LVM cache in six easy steps

This article shows how to quickly create LVM cache in six quick step, and how to remove it properly. Before I start, little bit of warning: I do not recommend using LVM cache on raw SSD devices. Due to bug in Fedora 30 my cachepool volume was created with an incorrect cache chunk size which led to problems when I was trying to remove cache volume from the pool after SSD died. Unfortunately, I lost all my data since I used more complicated cachepool option.

Here is an advice: use LVM cache only on SSD RAID arrays, SSD chips do die quickly without warning! Therefore it’s a good fit for servers where use of LVM is very likely. For desktop/laptop use I do recommend to use much more simple bcache which is availble in all modern distributions, it is hopefully stable enough and it was designed from the day one to handle situations when SSD dies.

Before you stop reading, let me tell you that due to an extremely odd bug in Fedora 30 GCC9 bcache was corrupting data and I also lost data before I swithed to LVM cache. So nothing is perfect. A friendly reminder: always backup your data no matter what.

Okay, so you want to use LVM cache. It’s pretty simple. Let’s assume there is a (slow) HDD and (fast) NVMe SSD and the first primary partition on the slow device (sda1) should be backed by cache created on the first secondary partition of the fast device (nvme0n1p5). This is actually my workstation setup, I keep my root filesystem, swap, boot and EFI partition as primary without any caching or LVM.

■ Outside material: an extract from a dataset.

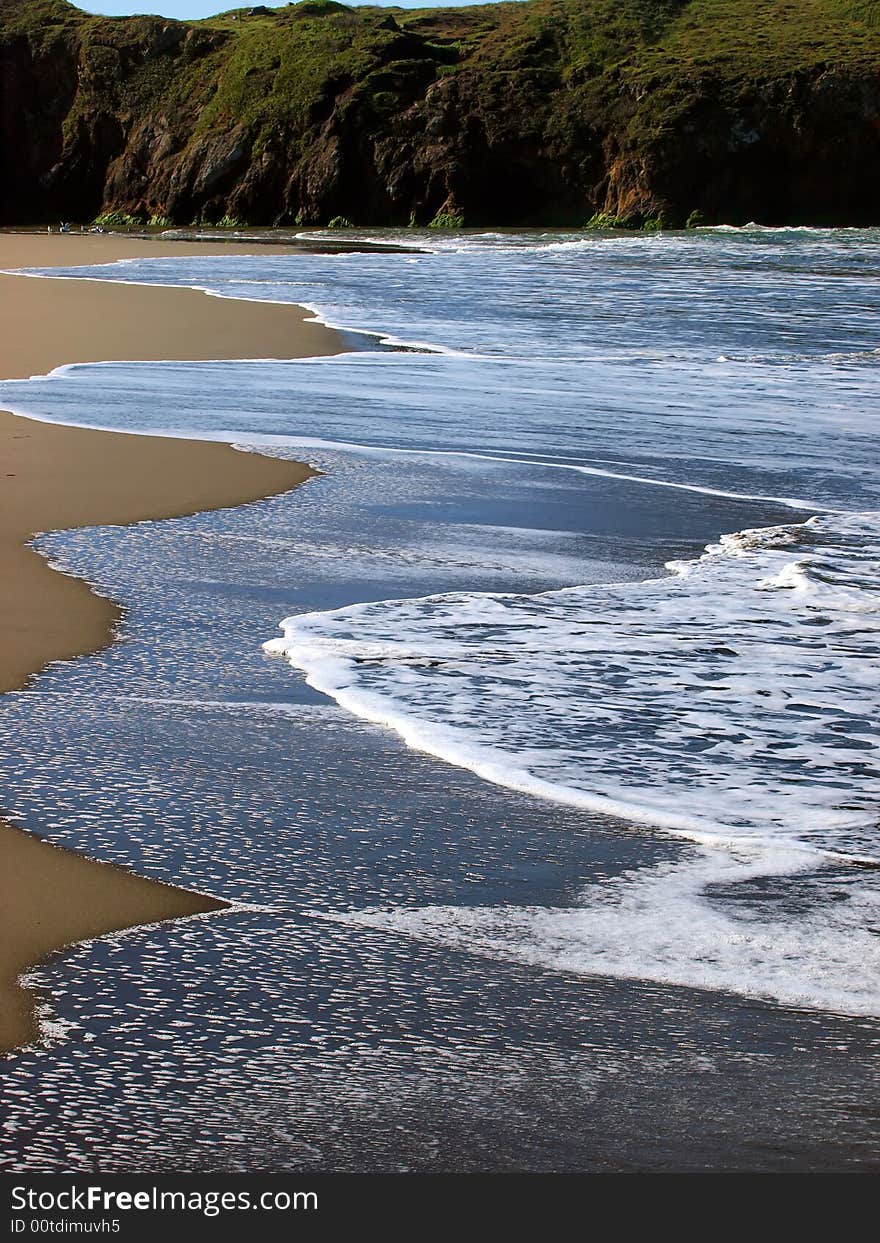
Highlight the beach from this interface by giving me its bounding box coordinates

Here are the six steps. Physical volumes are created, volume group consisting both volumes, then logical backing volume, then logical cache volume (pool) and the final logical volume is converted (renamed) and the cache is built:

pvcreate $PV_SLOW
pvcreate $PV_FAST
vgcreate $VG $PV_SLOW $PV_FAST
lvcreate -l 100%PVS -n $LV_SLOW $VG $PV_SLOW

Now, there are two options. Without cachepool which is more simple and I recommend this over the other one:

lvcreate -l 100%PVS -n $LV_FAST $VG $PV_FAST
lvconvert --type cache --cachevol $LV_FAST $VG/$LV_SLOW

Here is a more complicated cachepool option, only use this if you know what you are doing:

lvcreate --type cache-pool -l 100%PVS -n $LV_FAST $VG $PV_FAST
lvconvert --type cache --cachepool $LV_FAST $VG/$LV_SLOW

Few extra (hidden) logical volumes are created with suffixes _cdata, _cmeta and _corig. I will not go into details because frankly I don’t know much about it but the important thing to understand is that the volume that shall be used for mounting and working is named $LV_SLOW (lv_home in my example). So to create a filesystem do something like:

mkfs.ext4 $LV_SLOW

To remove LVM cache and go back to single origin (normal) logical volume, just do the following:

lvconvert --uncache $VG/$LV_SLOW

This will actually do the job of flushing the cache (if writeback was set) and renaming logical volume back. Now you can access your data using the very same logical volume ($LV_SLOW) which is cool.

WARNING: The “uncache” operation will fail if SSD is no longer available (e.g. after data loss). Do not use --force option as this can possibly lead to data loss.